While the openness is the first thing that grabs the player upon starting up the game, it obvious pretty soon that Nintendo and Zelda Producer Eiji Aonuma didn’t throw the baby out with the bathwater. The prerelease hype and the reviews have all focused on its ties to the original Legend of Zelda, and that game’s influence is clearly felt, but it doesn’t ignore the series past that. The structure of the game has been rethought, continuing a trend that arguably began with Skyward Sword and was very evident in A Link Between Worlds, but the moment to moment gameplay is just another step along the evolutionary path that the series has been on since the series went 3D with Ocarina of Time.
I understand that many people found Skyward Sword stifling, but it controlled like a dream. People will argue about the motion controls for sword fighting; I think they are being ridiculous, but setting the motion aspects aside, Skyward Sword was a delight to move around in. That is something that has been true of the series since it went 3D. Few 3D games feel as good to move around in as the Zelda games do. There is a reason that so many games stole Z-targeting from the series. Compare that to popular open world games like Grand Theft Auto or Bethesda’s output and it is night and day. The player character in Skyrim glides over the world, never really seeming to interact with it. Some of that has to do with the fact that Elder Scrolls games are designed to be played from the first person perspective, some of it has to do with the fact that Bethesda games have big, well considered worlds but play like janky pieces of crap. Breath of the Wild takes the open world, but it still plays like Zelda, a feat that I didn’t think could be achieved, but they did it. I thought at best we would have an Assassin’s Creed situation, games that play fine,but the player interacts with the world in very limited ways.

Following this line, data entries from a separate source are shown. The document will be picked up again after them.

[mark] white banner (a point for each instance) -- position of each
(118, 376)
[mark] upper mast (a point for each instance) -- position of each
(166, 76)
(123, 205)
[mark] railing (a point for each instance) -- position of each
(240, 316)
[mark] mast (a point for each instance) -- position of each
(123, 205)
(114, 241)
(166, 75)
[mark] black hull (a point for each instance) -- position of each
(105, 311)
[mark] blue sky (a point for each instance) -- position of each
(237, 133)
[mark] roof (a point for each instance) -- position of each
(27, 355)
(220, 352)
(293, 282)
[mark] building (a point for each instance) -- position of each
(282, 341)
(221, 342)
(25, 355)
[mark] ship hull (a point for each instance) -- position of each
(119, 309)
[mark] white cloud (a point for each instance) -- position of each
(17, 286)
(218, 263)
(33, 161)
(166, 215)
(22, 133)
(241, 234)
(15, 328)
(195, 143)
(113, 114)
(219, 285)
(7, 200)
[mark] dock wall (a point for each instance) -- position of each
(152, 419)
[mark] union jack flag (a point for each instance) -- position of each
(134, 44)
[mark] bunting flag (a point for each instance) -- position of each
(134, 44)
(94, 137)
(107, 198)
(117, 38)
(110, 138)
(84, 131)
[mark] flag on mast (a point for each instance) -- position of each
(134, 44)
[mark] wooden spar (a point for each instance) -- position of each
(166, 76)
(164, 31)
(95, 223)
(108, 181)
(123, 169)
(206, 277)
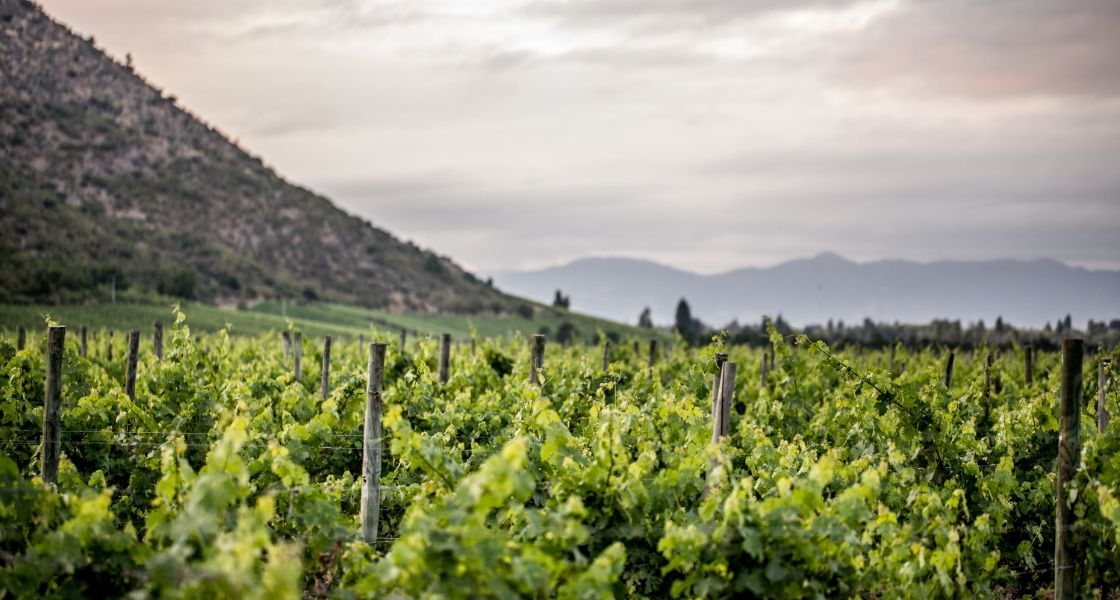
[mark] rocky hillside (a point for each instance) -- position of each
(104, 178)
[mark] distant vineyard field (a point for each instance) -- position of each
(841, 474)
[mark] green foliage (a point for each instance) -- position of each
(225, 477)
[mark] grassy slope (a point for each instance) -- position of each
(318, 319)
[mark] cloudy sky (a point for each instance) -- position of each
(702, 133)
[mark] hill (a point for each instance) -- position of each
(106, 184)
(830, 287)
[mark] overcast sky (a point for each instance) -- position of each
(702, 133)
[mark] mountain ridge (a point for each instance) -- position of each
(828, 286)
(105, 183)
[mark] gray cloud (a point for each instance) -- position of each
(670, 12)
(705, 133)
(998, 48)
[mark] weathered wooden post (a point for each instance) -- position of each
(1102, 385)
(763, 371)
(949, 369)
(987, 376)
(52, 404)
(535, 358)
(721, 414)
(371, 444)
(1069, 451)
(445, 357)
(298, 355)
(325, 372)
(720, 358)
(157, 340)
(130, 367)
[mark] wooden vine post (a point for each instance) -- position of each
(298, 355)
(1069, 451)
(987, 376)
(1102, 385)
(535, 358)
(720, 358)
(325, 373)
(157, 340)
(52, 404)
(445, 357)
(130, 368)
(763, 371)
(949, 371)
(726, 399)
(371, 444)
(1028, 363)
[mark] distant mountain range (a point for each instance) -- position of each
(108, 183)
(831, 287)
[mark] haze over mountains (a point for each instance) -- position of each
(831, 287)
(106, 181)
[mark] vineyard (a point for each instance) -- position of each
(587, 471)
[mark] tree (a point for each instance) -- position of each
(561, 301)
(683, 322)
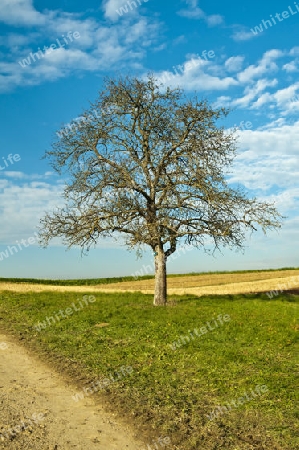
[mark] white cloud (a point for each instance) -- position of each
(242, 35)
(20, 12)
(195, 12)
(234, 63)
(268, 159)
(99, 47)
(195, 76)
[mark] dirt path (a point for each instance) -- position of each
(37, 411)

Then there was my fear that wewould get the usual open world, which usually translates to empty world. The really open Zelda game was Wind Waker, which featured both small dense islands to explore and wide and empty ocean. That was built into the game: the ocean is big and empty. The best Zelda games have forsaken openness for density. A Link to the Past’s Hyrule is not especially big, but there is a lot to find and do. People love Majora’s Mask and that game is undeniably tiny. The clear winner as far as game density goes is Skyward Sword. There is the big, largely empty sky, but that exists mostly to let the player fly around on the back of a bird, once on the ground there is always something to do or see. It essentially turned theoverworld areas into open air dungeons. Their density made for difficult traversal, but unlocking the secrets of each of the three main areas never stopped being enticing. While not as dense as Skyward Sword, Breath of the Wild has kept that denseness while expanding Hyrule bigger that it has ever been before. This is an open world where little piece of the map has something to do or see. Maybe it is just a simple rock moving puzzle to find a little korok spirit, maybe it is a shrine, perhaps a rare or unique specimen of flora or fauna and sometimes, rarely, it is just a beautiful view.

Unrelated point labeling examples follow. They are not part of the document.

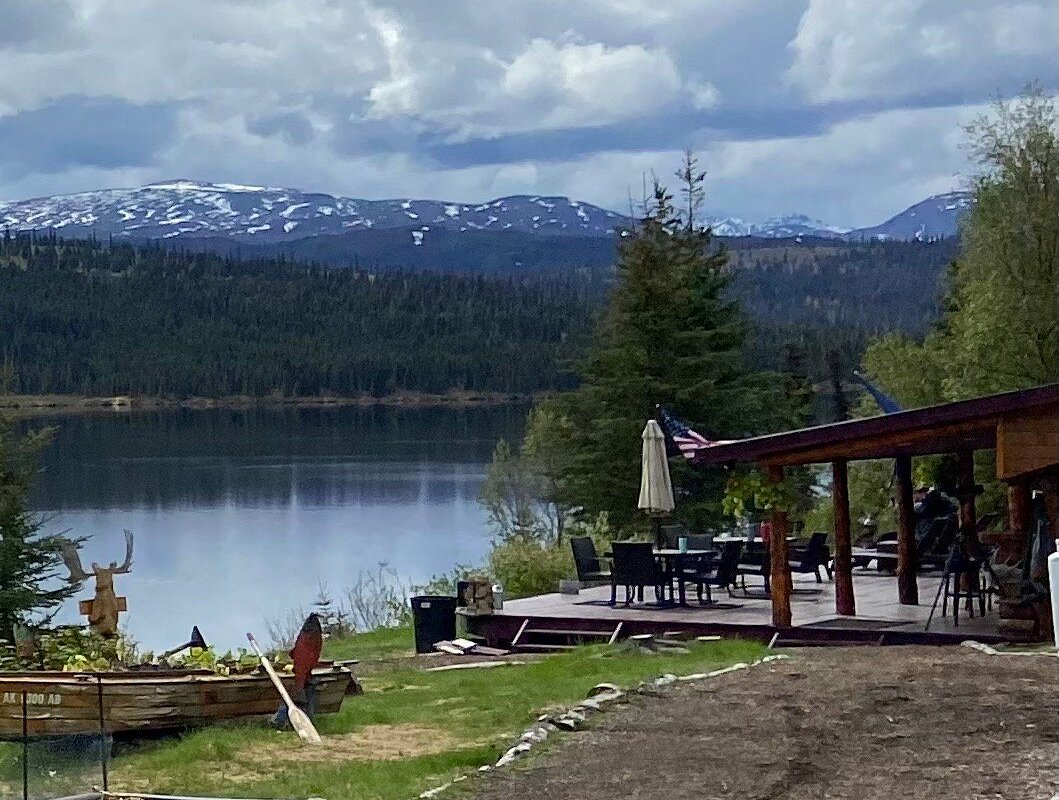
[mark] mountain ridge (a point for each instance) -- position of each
(187, 209)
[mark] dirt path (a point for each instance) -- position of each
(864, 723)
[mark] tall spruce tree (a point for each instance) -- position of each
(670, 334)
(31, 563)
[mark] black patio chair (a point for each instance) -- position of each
(590, 569)
(812, 557)
(721, 573)
(635, 567)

That beautiful view thing might be something people could say for many games, but I have not seen a game that astounds me like this game has with how it looks. It is not the most technically impressive game in existence, but its art design is unparalleled. I have only explored at best a quarter of Breath of the Wild’s Hyrule and perhaps I’ve only seen the best of it, but if it can maintain this level of things to do and see over the course of what promises to be a nearly 80 hour game, it will certainly go down in history as an all-time great.